The repeatability of the method should be investigated using samples from another manufacturer with slightly modified cheese-making conditions (c.f. Section 2.1.2). For this purpose, a production line with 30% HH milk of sample set I was processed by the suspension method and also analyzed by HPTLC-IS and HPTLC-FS. The chromatograms obtained are shown in Figure 7.
Very similar results were obtained for sample set I as for sample set II. The band intensities on the HPTLC-FS plates again show that the lowest protein concentration is found in the WM, followed by the milk sample. The cheese samples show the highest intensities of all samples, and there appears to be no trend with ripening time either. However, it is noticeable that the cheese sample after 4 weeks of ripening stands out with an increased intensity compared to the other cheese samples. The intensities of the peptides on the HPTLC-IS plate also show that the cheese samples actually have the strongest staining. However, it is visually apparent from this chromatogram that the WM exhibits similar intense staining to the cheese milk and is not lower as in sample set II. This indicates that the WM contains a particularly high proportion of β-LG peptides that possess an epitope. In contrast, the cheese sample BSB shows exceptionally low coloration. For the HPTLC-IS chromatogram, the integrated densities for peptide band IV of the samples were also determined using ImageJ and normalized to the integrated density of the same peptide band of β-LG (Figure 8). The results of the integrated densities match well with the visually detectable band intensities, although the integrated density of the 6-week ripened cheese sample is slightly too low because this band is skewed. The integrated densities of the cheese samples seem to increase until the fourth week of ripening and then decrease again until the sixth week. However, this result should also be interpreted that the β-LG epitopes in the cheese samples remain relatively stable during ripening, and just the individual samples taken after different times of ripening vary from each other. This is also shown by the fact that for both detection methods, the 4-week ripened cheese sample stands out with particularly high band intensities, and thus, the protein content of this sample is probably generally above average.

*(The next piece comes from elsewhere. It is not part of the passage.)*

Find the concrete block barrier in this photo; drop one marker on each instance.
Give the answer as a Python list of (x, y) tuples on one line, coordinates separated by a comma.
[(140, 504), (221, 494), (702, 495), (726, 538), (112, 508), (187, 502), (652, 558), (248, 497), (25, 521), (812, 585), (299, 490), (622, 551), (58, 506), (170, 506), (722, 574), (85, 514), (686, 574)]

It can be summarized that different results were obtained for the two different extraction methods regarding the stability of the β-LG epitopes in the tryptic peptides during cheese ripening. For the supernatant method, a decrease in detectable β-LG epitopes could be assumed. However, it was also found that this extraction method is likely to extract mainly free peptides and native peptides and proteins, so the results cannot be considered reliable. In contrast, no trend for β-LG epitopes with ripening time was observed for the suspension method for two different sample sets. This means that the β-LG peptides studied here remain relatively stable during the ripening period and are thus generally well suited as biomarkers for the quantification of the whey protein content in whey protein-enriched cheese.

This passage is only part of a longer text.